Read our COVID-19 research and news.

Lab-grown organoids capture many aspects of brain development, but their cells fail to mature like real brain cells.

Madeline Andrews/Arnold Kriegstein Lab/University of California, San Francisco

Lab-grown ‘minibrains’ differ from the real thing in cell subtypes, gene expression

Glance at an intricately structured blob of human brain cells in a lab dish, and it’s tempting to dub it a “minibrain.” That’s the popular term for cerebral organoids, complex 3D tissues made from stem cells that are revolutionizing how researchers study neural development and conditions from autism to Zika. But the most comprehensive genetic comparison yet of cells from real brains and cerebral organoids, published today, reveals important differences between them.

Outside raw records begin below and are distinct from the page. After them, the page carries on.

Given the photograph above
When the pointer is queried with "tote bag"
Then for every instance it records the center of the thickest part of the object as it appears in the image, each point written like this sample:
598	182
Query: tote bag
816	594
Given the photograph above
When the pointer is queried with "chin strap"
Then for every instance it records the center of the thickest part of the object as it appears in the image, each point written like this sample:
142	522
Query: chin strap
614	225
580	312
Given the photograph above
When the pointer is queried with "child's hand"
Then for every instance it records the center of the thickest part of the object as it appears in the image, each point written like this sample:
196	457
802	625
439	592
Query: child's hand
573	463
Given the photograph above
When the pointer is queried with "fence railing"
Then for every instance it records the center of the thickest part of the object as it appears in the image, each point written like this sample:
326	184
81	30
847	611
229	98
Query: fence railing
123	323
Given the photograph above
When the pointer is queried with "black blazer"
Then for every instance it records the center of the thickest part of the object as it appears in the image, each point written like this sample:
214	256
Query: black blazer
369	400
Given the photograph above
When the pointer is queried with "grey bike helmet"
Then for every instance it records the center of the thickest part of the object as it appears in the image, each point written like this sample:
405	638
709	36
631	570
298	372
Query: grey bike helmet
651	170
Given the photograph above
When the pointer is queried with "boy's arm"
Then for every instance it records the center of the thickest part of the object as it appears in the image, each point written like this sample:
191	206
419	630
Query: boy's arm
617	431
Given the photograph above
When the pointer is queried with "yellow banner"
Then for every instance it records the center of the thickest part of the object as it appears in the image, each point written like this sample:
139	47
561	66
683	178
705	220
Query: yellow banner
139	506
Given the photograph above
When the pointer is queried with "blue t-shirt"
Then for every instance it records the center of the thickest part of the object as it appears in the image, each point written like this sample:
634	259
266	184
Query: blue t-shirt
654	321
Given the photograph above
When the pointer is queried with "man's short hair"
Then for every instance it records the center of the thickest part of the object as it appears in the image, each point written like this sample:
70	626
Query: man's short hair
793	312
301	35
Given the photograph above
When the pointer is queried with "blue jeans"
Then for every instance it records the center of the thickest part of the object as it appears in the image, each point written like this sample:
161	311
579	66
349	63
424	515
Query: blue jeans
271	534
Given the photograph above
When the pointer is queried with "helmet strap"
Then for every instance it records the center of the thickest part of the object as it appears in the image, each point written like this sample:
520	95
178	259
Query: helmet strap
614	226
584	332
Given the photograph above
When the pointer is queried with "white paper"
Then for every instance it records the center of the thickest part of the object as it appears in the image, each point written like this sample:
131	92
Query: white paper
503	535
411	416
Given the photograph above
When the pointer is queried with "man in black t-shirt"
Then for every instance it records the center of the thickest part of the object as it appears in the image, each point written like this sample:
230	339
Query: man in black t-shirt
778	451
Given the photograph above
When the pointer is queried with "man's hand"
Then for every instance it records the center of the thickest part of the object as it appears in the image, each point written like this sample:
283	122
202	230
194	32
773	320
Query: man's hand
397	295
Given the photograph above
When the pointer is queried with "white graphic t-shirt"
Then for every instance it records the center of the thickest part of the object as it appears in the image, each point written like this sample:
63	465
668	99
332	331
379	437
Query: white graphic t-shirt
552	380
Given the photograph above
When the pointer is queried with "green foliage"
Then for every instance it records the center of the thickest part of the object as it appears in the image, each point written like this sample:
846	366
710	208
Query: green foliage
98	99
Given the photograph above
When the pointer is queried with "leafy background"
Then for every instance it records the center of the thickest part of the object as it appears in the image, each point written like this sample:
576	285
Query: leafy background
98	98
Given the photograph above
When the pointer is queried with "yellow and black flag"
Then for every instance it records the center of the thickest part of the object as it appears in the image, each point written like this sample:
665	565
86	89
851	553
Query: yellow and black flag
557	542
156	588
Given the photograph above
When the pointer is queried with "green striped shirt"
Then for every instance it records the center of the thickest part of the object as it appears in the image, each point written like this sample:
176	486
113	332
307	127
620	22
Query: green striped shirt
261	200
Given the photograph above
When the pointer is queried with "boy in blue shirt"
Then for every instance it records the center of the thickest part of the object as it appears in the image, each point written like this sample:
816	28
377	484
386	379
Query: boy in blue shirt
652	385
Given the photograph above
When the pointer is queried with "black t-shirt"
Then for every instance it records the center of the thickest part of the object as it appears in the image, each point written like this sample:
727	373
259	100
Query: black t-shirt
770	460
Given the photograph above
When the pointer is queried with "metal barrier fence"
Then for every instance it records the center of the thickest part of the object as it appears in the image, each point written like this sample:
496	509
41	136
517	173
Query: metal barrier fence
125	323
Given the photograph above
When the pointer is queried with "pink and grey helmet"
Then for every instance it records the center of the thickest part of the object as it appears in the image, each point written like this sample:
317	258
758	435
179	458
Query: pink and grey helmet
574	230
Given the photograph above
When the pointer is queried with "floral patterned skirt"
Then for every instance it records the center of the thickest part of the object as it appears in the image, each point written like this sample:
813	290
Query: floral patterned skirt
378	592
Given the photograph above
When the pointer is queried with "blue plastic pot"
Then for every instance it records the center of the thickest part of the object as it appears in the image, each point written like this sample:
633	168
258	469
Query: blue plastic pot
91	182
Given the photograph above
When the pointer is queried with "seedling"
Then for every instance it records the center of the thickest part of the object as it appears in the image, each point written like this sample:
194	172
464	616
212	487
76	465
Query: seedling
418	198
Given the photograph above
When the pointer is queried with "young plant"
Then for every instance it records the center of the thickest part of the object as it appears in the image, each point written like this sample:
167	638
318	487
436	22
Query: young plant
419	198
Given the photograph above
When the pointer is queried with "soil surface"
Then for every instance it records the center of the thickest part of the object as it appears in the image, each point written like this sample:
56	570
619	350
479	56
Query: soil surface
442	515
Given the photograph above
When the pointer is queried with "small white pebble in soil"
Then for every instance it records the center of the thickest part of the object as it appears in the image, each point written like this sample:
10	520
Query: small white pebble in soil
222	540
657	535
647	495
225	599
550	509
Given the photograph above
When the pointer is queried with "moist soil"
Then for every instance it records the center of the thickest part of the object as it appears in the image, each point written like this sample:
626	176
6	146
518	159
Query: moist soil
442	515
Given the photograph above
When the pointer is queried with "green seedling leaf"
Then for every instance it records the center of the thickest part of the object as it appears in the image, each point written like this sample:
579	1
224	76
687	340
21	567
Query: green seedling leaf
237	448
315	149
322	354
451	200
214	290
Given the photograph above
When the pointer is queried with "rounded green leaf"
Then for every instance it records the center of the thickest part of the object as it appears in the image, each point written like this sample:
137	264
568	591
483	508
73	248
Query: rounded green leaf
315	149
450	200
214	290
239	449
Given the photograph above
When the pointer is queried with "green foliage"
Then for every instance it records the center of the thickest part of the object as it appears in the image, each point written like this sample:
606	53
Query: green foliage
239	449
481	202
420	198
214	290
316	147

Arnold Kriegstein, a neuroscientist at the University of California, San Francisco, and his colleagues first cataloged the genes turned on in individual cells from different parts of human fetal brains at 6 to 22 weeks of gestation. They then compared these patterns of gene expression to those of cells from cerebral organoids created using several previously published methods.

When it came to broad categories of brain cells—like neurons and nonneuronal cells called glia—the gene expression generally matched up. But when the researchers examined more precise subtypes of cells—a subset cells known as outer radial glia, for example—the comparisons started to break down. The organoid cells weren’t reliably maturing and expressing the specific combinations of genes that distinguish one subtype of cell from another.

That’s a potential limitation for studies that use organoids to model disease. Many such studies “reprogram” cells from a person with a disease into stem cells that can form an organoid. But nervous system diseases are highly cell-type specific, says Kriegstein, making it hard to draw conclusions about the disease if your lab-grown model doesn’t contain the exact cell type affected in the brain.

Though the organoid cells didn’t generally mature into precise subtypes, they did become specialized in another way: They took on genetic signatures that correspond to different regions of the brain. But those identities came on unpredictably. Signatures that you’d expect to see on opposite sides of the brain were sometimes right next to each other in an organoid, the team found. That could complicate studies of certain diseases, says Kriegstein, such as a form of dementia that affects only particular brain regions.

So why don’t organoids perfectly reproduce the cell types of the brain? Kriegstein’s team suggests a key factor is the stress of growing in a dish instead of a body. The organoid cells expressed genetic markers of metabolic stress, but this expression was reduced when the cells were grafted into a mouse brain. What’s more, this relocation seemed to help resolve these cells’ identity crisis, the team reports in Nature; it prompted them to take on the genetic signatures of the more developed cell types in the human brain.

That means there might be ways to make organoids more brainlike by tweaking the broth of nutrients used to nourish them in a dish, says Madeline Lancaster, a developmental geneticist at the Medical Research Council’s Laboratory of Molecular Biology. For example, researchers often culture organoids in high concentrations of glucose, “equivalent to a very, very diabetic person,” she says. “You could imagine this may not be very good for a developing brain.”

Future studies might also reduce the unnaturally high levels of oxygen present in lab conditions, says Flora Vaccarino, a developmental biologist at Yale University. That’s a relatively easy variable to tweak, she says, using incubators that control how much oxygen flows to the organoid cells.

It’s no surprise that organoids don’t perfectly replicate the human brain, she says. But the new study lays out how you can “convince yourself that you have a valid model of human development,” she says. “It gives a very optimistic message.”